I don’t read Matthew Yglesias every day, so I may very well be missing some context here–but what exactly is he trying to say with this post? Reacting to the criticism of President Obama by liberal activists at Netroots Nation, Yglesias gleefully points out (after some perfunctory race-baiting) that those critics have less credibility with the voting base of the Democratic Party than the President himself:

Nothing earth-shattering. But a reminder that the proximate problem faced by would-be left-wing critics of President Obama is that they generally have much less credibility with the progressive constituency than the president does himself.

And…so? Does that change the fact that little in the way of progressive legislation and nothing in the way of fundamental change has accompanied Obama’s presidency? Had you polled the GOP base at any point up to 2006, President Bush would have definitely had more credibility with (which is apparently interchangeable with support from) his base than his conservative critics did. But is there any doubt that President Bush not only routinely ignored conservative base values, but also screwed the people who composed that base? Perhaps critics lack credibility with the wider base because they are belittled as unserious by influential people like Yglesias and ignored by most of the rest of the media.

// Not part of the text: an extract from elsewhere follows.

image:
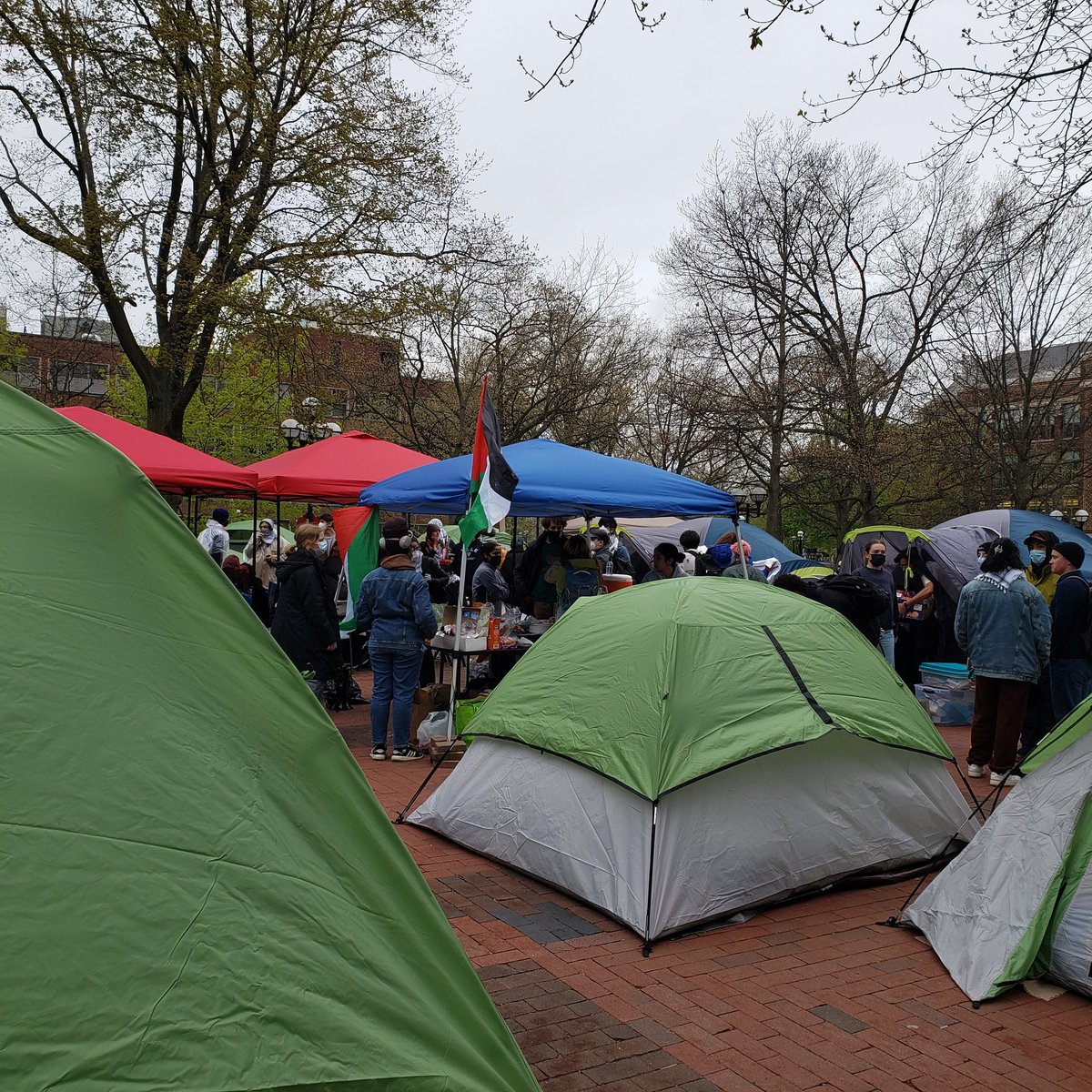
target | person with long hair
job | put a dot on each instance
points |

This isn’t even about whether people vote against their self-interest, a gratingly condescending understanding of the public. It is about what exactly support expressed via a public opinion poll has to do with the substance of what the President has done. Criticism of him isn’t that what he’s doing isn’t popular. Relentlessly intimidating whistleblowers, renewing the PATRIOT Act, fanning the flames of school privatization, launching potentially illegal wars, ignoring labor’s dire straits in the private sector, “kicking the can down on the road” on foreclosure fraud, renewing tax cuts, etc., etc., may not be dissuading people from telling a stranger on the phone that they support Obama, but that does not change the reality of his presidency. Obama’s popularity has absolutely nothing to do with the value, morality, and legality of his policies any more than Bush’s did. Criticism of the government isn’t illegitimate or immaterial because it doesn’t resonate with the public at any given point in time; particularly when part of the reason it doesn’t resonate may be that partisans and media elites marginalize that criticism.